Je suis très attaquée encore, parce que je soutiens la solution politique. J’ai participé au Forum de Moscou et j’ai pu observer que certains ne voulaient pas de solution politique, en insistant sur la solution militaire. Certains demandent que l’on bombarde Bachar el-Assad afin de faire chuter radicalement le régime. Malheureusement, je considère que nous aurions une situation encore plus chaotique que celle que nous connaissons aujourd’hui et nous allons voir flotter le drapeau noir sur le palais présidentiel de Damas. Nous n’avons pas d’alternative. Il faut avoir le courage de reconnaître son erreur et s’orienter vers une solution pour sortir de cette impasse.
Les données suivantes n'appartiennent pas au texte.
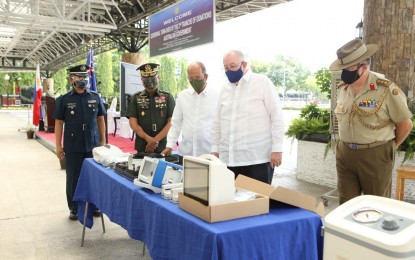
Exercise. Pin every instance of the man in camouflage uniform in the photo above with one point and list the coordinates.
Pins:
(374, 120)
(150, 112)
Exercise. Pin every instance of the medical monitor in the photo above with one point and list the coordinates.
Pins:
(207, 180)
(154, 173)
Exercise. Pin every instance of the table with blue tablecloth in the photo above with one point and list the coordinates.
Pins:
(170, 233)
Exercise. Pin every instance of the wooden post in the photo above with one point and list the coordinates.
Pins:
(133, 58)
(390, 23)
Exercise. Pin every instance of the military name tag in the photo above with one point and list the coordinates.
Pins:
(71, 105)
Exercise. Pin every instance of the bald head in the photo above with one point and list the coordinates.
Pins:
(196, 73)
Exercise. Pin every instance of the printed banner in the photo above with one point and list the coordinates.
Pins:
(183, 25)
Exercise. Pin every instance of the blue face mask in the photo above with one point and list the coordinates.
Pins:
(81, 83)
(234, 76)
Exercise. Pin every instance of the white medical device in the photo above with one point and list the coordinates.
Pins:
(155, 172)
(207, 180)
(370, 227)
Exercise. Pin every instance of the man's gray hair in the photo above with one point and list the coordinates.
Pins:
(237, 53)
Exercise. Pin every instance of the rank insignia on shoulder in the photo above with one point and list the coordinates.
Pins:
(383, 82)
(341, 83)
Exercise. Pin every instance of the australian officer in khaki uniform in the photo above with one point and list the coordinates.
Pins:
(373, 119)
(150, 112)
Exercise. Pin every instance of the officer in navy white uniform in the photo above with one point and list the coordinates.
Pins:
(82, 113)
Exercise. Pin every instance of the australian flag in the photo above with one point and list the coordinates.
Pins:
(91, 73)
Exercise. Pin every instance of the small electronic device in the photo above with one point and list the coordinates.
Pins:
(135, 160)
(166, 189)
(154, 173)
(207, 180)
(175, 194)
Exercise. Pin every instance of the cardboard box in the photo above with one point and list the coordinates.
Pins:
(226, 211)
(281, 194)
(258, 206)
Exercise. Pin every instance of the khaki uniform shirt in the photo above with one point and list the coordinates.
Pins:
(371, 115)
(152, 113)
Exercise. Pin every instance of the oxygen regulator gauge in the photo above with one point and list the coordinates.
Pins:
(367, 215)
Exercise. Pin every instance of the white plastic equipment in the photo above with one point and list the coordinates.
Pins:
(370, 227)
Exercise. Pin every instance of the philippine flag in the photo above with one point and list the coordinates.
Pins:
(37, 98)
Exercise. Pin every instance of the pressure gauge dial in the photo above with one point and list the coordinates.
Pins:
(367, 215)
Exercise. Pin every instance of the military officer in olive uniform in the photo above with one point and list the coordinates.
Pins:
(150, 112)
(373, 119)
(82, 113)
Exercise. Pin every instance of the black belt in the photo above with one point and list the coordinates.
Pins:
(365, 146)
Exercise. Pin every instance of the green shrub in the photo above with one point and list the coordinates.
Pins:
(313, 120)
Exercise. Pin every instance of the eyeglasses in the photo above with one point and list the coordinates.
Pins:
(196, 78)
(80, 77)
(232, 67)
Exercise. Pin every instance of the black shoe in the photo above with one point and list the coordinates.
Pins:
(97, 213)
(73, 215)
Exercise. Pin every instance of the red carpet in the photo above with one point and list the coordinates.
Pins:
(125, 144)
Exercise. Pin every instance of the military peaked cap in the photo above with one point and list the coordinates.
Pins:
(148, 69)
(79, 69)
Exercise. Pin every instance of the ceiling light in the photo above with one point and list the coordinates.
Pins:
(7, 31)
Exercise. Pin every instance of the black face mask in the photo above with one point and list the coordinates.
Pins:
(349, 77)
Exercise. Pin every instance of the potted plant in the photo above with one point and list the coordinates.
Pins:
(30, 131)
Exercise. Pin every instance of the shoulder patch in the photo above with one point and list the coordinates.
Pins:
(340, 84)
(164, 92)
(383, 82)
(395, 91)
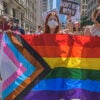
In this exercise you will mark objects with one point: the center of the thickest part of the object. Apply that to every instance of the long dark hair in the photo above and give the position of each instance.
(46, 27)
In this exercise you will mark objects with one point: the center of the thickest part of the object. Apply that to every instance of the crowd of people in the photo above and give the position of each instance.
(52, 25)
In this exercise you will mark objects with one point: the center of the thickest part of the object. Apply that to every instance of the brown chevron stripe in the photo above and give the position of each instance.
(32, 60)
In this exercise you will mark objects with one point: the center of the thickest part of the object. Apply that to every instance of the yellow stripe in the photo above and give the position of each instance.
(81, 63)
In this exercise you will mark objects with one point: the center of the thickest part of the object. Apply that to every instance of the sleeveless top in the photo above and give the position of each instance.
(94, 31)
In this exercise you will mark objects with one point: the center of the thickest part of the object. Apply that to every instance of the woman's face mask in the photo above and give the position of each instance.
(52, 23)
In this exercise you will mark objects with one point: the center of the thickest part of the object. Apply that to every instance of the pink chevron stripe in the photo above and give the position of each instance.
(20, 71)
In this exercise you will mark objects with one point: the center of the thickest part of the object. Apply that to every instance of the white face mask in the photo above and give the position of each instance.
(52, 24)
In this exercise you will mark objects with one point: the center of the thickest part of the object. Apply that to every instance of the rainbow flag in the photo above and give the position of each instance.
(51, 67)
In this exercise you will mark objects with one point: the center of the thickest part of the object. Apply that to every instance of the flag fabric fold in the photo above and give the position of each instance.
(50, 67)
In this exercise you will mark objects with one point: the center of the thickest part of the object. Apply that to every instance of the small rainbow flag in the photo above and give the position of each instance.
(51, 67)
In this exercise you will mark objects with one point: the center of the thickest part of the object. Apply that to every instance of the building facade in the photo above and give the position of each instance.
(92, 5)
(84, 7)
(41, 7)
(24, 10)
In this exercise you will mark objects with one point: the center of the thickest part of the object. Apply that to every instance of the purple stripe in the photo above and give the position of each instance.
(20, 71)
(0, 38)
(62, 95)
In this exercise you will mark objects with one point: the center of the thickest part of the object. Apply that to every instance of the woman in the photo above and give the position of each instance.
(52, 24)
(94, 30)
(77, 29)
Si l’on en arrive à cette conclusion, c’est aussi parce que nous avons eu l’exemple de l’Irak avec la chute de Saddam Hussein…

Et la Libye aussi ! La situation est très chaotique en Libye et l’histoire montre que ce n’est pas de cette manière que l’on peut obtenir un changement de régime.
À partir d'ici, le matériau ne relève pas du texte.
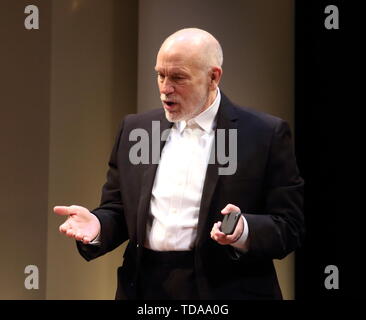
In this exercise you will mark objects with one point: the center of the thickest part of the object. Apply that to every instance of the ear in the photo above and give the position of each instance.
(215, 74)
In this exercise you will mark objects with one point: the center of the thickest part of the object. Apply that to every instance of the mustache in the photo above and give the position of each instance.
(164, 97)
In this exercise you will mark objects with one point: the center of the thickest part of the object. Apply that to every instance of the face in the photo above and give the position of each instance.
(184, 85)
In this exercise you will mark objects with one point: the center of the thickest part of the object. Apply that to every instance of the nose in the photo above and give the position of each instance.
(166, 87)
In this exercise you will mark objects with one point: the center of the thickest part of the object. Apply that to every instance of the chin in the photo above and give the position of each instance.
(173, 117)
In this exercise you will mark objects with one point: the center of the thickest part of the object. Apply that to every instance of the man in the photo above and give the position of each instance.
(171, 210)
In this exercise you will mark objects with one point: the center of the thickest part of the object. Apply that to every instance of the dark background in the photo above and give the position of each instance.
(329, 143)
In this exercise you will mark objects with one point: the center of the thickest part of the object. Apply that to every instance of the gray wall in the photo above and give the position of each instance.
(258, 45)
(93, 47)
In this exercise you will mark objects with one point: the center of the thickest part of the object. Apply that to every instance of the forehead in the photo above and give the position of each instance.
(176, 60)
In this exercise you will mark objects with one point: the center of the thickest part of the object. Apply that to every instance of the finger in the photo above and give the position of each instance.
(86, 240)
(229, 208)
(64, 227)
(70, 233)
(79, 236)
(61, 210)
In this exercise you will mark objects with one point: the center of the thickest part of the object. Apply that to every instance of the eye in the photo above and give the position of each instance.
(177, 78)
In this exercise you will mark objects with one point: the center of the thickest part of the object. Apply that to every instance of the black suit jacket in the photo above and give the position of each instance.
(266, 186)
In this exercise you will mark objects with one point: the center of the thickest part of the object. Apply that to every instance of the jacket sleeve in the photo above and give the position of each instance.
(280, 230)
(110, 211)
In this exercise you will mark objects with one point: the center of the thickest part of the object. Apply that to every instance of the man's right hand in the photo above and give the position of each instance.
(81, 224)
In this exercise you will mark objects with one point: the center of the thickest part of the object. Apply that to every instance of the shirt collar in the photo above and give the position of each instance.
(206, 119)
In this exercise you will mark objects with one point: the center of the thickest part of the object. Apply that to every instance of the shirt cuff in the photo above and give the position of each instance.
(96, 240)
(242, 244)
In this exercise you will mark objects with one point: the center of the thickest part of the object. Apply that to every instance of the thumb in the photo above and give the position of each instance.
(229, 208)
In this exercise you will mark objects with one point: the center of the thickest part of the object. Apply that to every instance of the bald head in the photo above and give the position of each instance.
(196, 44)
(188, 69)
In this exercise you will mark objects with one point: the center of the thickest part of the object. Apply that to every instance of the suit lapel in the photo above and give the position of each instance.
(226, 119)
(148, 176)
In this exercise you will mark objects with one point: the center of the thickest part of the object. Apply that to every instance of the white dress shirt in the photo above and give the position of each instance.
(177, 190)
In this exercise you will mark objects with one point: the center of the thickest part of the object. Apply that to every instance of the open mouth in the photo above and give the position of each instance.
(169, 104)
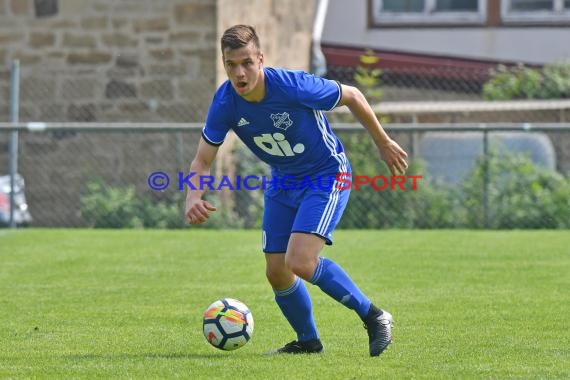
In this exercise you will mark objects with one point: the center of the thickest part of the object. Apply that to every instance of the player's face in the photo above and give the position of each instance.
(244, 67)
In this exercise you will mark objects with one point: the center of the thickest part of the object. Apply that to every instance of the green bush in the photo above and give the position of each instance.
(520, 194)
(521, 82)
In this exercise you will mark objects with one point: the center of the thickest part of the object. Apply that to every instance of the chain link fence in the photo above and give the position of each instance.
(88, 163)
(461, 176)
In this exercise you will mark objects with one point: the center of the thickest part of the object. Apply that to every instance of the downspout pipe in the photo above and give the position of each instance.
(318, 64)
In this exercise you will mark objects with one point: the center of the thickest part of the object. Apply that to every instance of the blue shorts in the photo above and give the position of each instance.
(315, 211)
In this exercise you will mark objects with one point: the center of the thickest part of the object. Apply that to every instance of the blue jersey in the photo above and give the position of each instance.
(287, 129)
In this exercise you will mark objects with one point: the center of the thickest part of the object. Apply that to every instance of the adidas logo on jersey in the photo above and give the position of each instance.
(242, 122)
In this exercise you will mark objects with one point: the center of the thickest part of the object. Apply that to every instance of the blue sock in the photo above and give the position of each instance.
(295, 304)
(334, 281)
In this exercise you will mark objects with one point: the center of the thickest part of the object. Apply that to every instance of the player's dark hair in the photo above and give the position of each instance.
(239, 36)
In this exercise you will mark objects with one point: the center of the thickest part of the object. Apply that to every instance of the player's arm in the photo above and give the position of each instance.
(391, 152)
(197, 209)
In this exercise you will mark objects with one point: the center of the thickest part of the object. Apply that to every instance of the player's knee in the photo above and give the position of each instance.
(300, 266)
(278, 276)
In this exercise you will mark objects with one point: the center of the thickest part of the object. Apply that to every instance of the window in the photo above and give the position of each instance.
(535, 11)
(428, 12)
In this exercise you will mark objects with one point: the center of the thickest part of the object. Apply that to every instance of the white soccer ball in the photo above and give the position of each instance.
(228, 324)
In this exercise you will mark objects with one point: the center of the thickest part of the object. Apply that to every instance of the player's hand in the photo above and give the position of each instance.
(394, 156)
(198, 211)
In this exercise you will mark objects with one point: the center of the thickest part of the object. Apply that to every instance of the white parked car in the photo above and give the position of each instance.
(22, 214)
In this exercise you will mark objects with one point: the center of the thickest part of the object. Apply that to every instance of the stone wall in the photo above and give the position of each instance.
(107, 60)
(124, 61)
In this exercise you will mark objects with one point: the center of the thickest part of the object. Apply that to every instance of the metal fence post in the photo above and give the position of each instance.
(13, 155)
(486, 177)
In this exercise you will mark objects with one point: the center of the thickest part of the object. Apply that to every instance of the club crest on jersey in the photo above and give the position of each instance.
(281, 120)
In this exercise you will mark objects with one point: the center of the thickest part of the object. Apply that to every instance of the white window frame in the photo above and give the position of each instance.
(557, 14)
(429, 16)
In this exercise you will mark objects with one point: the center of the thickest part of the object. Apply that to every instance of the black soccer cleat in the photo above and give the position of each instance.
(313, 346)
(379, 325)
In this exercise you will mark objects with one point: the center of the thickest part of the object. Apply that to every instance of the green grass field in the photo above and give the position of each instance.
(128, 304)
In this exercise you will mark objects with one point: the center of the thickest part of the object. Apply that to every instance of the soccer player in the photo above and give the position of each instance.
(278, 114)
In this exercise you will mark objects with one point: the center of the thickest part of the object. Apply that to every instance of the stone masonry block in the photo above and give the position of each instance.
(40, 40)
(93, 57)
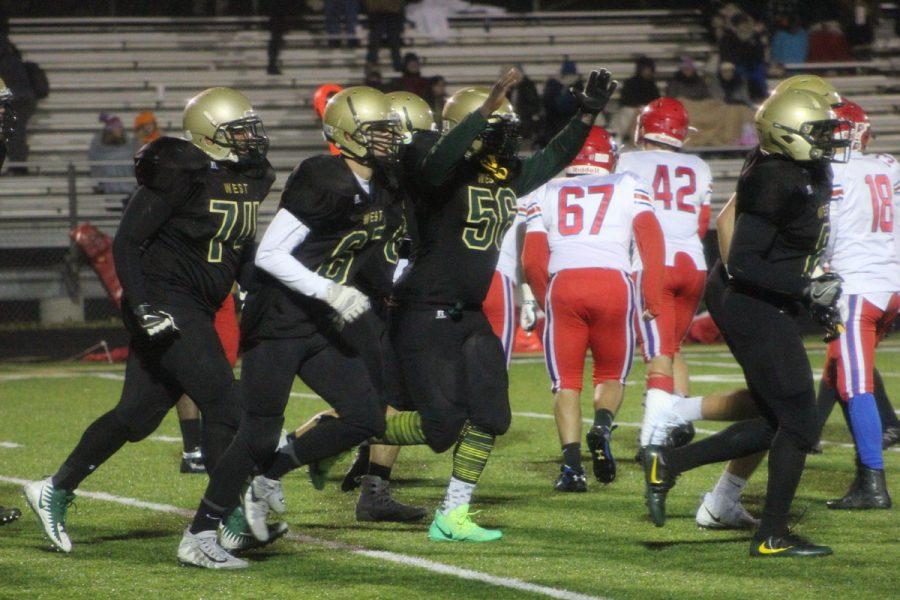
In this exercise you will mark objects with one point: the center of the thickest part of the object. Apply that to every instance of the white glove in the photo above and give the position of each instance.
(530, 313)
(348, 302)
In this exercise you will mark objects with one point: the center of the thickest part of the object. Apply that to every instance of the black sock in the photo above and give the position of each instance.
(100, 440)
(786, 462)
(207, 517)
(825, 400)
(740, 439)
(380, 471)
(885, 410)
(328, 438)
(572, 455)
(190, 434)
(603, 417)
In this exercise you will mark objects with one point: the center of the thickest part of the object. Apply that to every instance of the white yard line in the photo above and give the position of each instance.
(394, 557)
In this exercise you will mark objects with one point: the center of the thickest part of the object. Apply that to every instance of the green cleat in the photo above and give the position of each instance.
(658, 481)
(235, 535)
(51, 505)
(457, 526)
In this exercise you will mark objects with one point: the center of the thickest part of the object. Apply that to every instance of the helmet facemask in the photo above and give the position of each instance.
(828, 139)
(500, 139)
(245, 137)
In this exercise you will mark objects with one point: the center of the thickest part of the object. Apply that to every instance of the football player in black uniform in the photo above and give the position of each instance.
(302, 316)
(186, 235)
(464, 191)
(7, 515)
(781, 229)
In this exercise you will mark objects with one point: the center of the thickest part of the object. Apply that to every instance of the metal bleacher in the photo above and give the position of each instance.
(124, 66)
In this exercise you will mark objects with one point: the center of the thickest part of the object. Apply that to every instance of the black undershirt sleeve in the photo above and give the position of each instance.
(145, 213)
(747, 264)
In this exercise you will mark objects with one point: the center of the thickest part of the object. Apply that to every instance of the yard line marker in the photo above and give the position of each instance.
(383, 555)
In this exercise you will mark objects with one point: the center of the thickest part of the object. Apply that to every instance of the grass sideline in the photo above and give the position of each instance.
(595, 544)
Revenons à cet islam dit modéré dont on nous parle tant en France. Vous estimez que partout où ils ont été au pouvoir, en Tunisie, au Maroc ou en Égypte, les islamistes modérés n’ont pas donné de résultats flamboyants…

Mais que signifie l’islam modéré ? C’est comme parler de la charia modérée ?
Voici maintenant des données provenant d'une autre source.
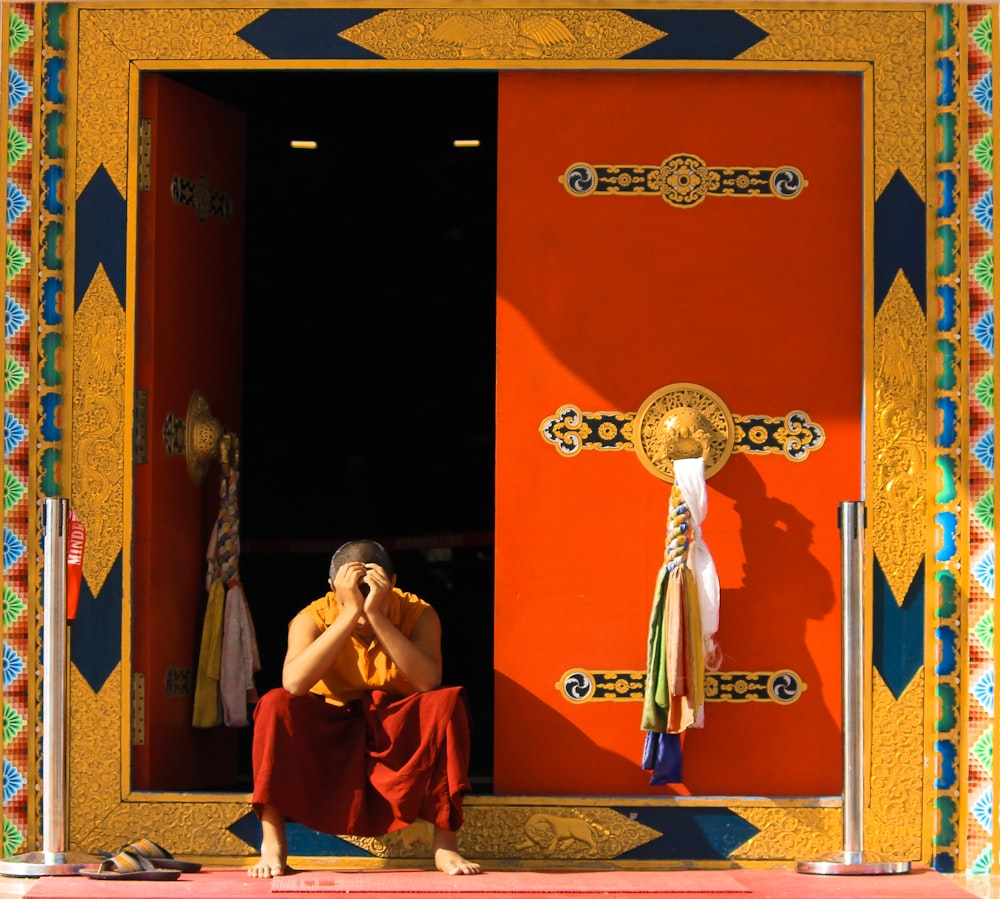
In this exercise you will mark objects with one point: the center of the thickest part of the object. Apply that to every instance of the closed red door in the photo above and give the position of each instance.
(606, 298)
(188, 337)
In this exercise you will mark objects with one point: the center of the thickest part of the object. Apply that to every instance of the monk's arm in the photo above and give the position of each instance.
(417, 656)
(311, 651)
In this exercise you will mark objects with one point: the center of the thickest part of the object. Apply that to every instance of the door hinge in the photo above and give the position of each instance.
(138, 709)
(145, 153)
(140, 428)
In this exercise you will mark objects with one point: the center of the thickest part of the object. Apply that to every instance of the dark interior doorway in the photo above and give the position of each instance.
(370, 349)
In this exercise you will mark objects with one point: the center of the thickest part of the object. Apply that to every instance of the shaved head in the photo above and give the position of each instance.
(367, 551)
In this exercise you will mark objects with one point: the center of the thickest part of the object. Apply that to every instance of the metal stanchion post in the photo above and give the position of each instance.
(853, 859)
(53, 859)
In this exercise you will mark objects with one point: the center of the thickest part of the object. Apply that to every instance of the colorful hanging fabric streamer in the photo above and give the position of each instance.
(682, 627)
(229, 657)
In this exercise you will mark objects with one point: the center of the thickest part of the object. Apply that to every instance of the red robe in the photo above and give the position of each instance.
(365, 769)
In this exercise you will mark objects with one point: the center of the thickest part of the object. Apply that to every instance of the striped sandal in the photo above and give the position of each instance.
(156, 855)
(126, 866)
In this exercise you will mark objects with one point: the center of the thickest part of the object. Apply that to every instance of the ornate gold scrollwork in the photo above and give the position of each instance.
(682, 420)
(200, 437)
(579, 685)
(683, 180)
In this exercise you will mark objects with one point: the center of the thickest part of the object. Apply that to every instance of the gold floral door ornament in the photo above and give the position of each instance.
(683, 180)
(677, 419)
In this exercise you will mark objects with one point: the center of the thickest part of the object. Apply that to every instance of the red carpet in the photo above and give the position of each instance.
(494, 882)
(738, 883)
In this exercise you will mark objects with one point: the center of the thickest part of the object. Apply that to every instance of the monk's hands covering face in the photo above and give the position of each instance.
(350, 587)
(380, 588)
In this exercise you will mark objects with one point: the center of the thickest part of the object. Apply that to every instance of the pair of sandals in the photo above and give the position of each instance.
(140, 860)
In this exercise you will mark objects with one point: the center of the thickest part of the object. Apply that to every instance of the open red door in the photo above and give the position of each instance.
(188, 337)
(605, 296)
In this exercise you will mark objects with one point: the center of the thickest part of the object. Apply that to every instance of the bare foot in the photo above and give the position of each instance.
(273, 847)
(447, 857)
(271, 864)
(451, 862)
 Il ne viendrait à l’idée de personne de parler du nazisme modéré ou du communisme modéré, dites-vous aussi…

Tout-à-fait ! Le problème, c’est que les journalistes répètent cela en permanence. Personnellement, je ne crois pas en l’islam modéré. On voit bien ce qui se passe en Turquie aujourd’hui. Istanbul est devenu la capitale de l’islam modéré et l’on entend Erdogan expliquer que les femmes doivent rester à la maison pour procréer ! Moi, je pense qu’un islamiste modéré a le même but qu’un islamiste radical, c’est simplement le moyen qui change.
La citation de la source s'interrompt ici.